The writings of Chinese strategist Sun Tzu ( The Art of War ) and India’s Chanakya (Arthashastra ) hold several remarkable similarities, especially when it comes to their advice on war and diplomacy. Both spoke of the need for ‘strategy’ rather than ‘tactics’, for quiet diplomacy over the need to pick one’s battles carefully, and to fight them only when one is sure of winning.
Discarding the cautious line In the run-up to the Nuclear Suppliers Group (NSG) meeting in Seoul, it was this sagacity that the government seemed to be channelling as it carefully worked through speaking to members of the 48-nation nuclear club and tackled the issue of China, which seemed to be openly challenging India’s efforts. “China is not a problem,” explained a senior government official to a select group of mediapersons, “but if we keep demonising it, and saying it will be a problem, it may decide to become one.” The advice was followed up a few days later by External Affairs Minister Sushma Swaraj, who said confidently, “China is not blocking India. There is a consensus building [in India’s favour], and no country will break the consensus.”
Just four days later, both the confidence and the restraint were abandoned, after the discussion on India’s membership application >failed to come to a conclusion despite a special session on the issue of taking in non-signatories to the Nuclear Non-Proliferation Treaty (NPT) — mainly India — that stretched for hours. As it emerges, the NSG wasn’t a complete washout despite a perceived loss of face. The full details of what happened behind closed doors at Seoul’s Shilla Hotel may not be known, but despite China’s claims to the contrary, it is clear that a process, >albeit an informal one , has been started, that could >lead to progress on India’s membership application later this year.

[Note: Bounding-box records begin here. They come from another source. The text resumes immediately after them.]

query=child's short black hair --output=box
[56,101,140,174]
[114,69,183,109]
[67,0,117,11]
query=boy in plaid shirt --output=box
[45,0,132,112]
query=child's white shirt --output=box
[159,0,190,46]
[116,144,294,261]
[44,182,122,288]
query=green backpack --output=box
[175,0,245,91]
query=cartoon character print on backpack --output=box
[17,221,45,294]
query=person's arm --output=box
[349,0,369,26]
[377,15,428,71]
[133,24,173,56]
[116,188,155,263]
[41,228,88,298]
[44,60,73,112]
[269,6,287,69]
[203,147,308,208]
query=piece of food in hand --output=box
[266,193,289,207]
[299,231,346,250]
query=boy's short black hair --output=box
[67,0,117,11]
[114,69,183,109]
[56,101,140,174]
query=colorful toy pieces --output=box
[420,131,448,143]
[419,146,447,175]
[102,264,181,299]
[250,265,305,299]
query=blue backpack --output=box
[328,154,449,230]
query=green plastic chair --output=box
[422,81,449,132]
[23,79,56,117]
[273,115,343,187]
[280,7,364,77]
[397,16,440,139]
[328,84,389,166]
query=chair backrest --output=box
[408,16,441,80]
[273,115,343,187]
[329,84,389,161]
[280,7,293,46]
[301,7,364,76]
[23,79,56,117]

As a result, India must pick up the pieces, and move on from South Korea to Switzerland, the country that assumes the NSG chair this year. What is apparent is that the path is more difficult and nuanced than the government had calculated earlier, and many in the group apart from China have raised questions on both the criteria and the principle of accepting >India as a non-NPT state , which must be answered.
What is surprising is that instead of recording the progress made, officials have chosen to build just the narrative they had warned against earlier, blaming China for being the “one country” that derailed India’s bid. India’s reaction is understandable, as China’s aggressive stance during the NSG meeting, and its lead negotiator’s tone at a press conference in Seoul, were out of line and provocative. It was also out of line with the sense of the NSG other members gave. But for the government to issue a statement from Tashkent aimed at China even as Prime Minister Narendra Modi and Chinese President Xi Jinping were sharing the stage at the Shanghai Cooperation Organisation summit was also bad form.

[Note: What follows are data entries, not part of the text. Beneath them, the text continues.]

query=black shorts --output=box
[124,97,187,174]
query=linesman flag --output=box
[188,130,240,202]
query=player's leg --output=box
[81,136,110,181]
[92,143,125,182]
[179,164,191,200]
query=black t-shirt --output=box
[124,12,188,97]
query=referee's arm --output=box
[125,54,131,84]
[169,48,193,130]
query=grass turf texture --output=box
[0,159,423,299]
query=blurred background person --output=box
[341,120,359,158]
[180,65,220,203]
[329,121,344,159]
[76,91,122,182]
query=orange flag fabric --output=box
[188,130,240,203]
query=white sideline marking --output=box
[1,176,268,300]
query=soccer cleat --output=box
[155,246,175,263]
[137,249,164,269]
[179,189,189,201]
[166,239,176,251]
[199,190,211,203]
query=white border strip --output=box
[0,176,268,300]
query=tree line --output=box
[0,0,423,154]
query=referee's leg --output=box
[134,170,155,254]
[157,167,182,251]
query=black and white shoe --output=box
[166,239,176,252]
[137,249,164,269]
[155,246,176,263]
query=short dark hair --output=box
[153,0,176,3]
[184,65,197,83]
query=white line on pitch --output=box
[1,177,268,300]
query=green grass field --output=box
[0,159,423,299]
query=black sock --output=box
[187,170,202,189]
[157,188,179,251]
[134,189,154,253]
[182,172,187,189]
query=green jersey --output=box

Allaying apprehensions at home Given that NSG membership is not an event but a consultative process, it is extremely likely that India will need to go into negotiations with every country not completely convinced of its special case and the need for an exception (remember, Pakistan was not discussed at all), and China is only the most vocal of those countries. This will entail the use of quiet, persuasive diplomacy rather than vigorous handshakes or strong arm-flexing in the arc lights of press conferences.
Some of that diplomacy must be done internally as well. In the past few weeks, many have questioned the government’s desire for membership of the NSG, and asked why it has betrayed such unnecessary haste. India has all it needs to conduct nuclear trade with the >2008 waiver already granted by the NSG, says this group, raising other valid questions on the concessions India may need to give to get what they call a “second-class membership”, that of a non-nuclear weapon state. What also worries many is that >Pakistan , a known proliferator, may simply walk through the membership door opened for India in a “criteria-based” manner. It is necessary for the government to address this domestic debate and explain the need for its NSG efforts instead of dismissing the doubts without any consideration as it has done these past weeks.
Going forward, both New Delhi and Beijing must repair the ruptures between them that the past week has caused. Fortunately, both their diplomatic teams will have more than ample occasion to meet and clear up their differences in the coming months, as China hosts the G-20 in Hangzhou in September, and India hosts the BRICS summit in Goa in October. Relations between India and China have reached new lows in the past two years over several issues, including tensions at the Line of Actual Control and over the South China Sea, but it is an escalating war that hurts the Asian neighbours themselves the most, given the trade ties and the major border they share. In the NSG context, India cannot wish away China’s power, nor can China wish away the support and goodwill India enjoys in the group.
“The welfare of a state depends on an active foreign policy,” counselled Chanakya in the Arthashastra , “If the end can be achieved by not fighting, I would not advocate conflict.” In the same vein, said Sun Tzu, “To fight and win all your battles is not supreme excellence; supreme excellence consists of breaking the enemy’s resistance without fighting.” Diplomacy, both wise men would agree, not protracted dispute, is the order of the day.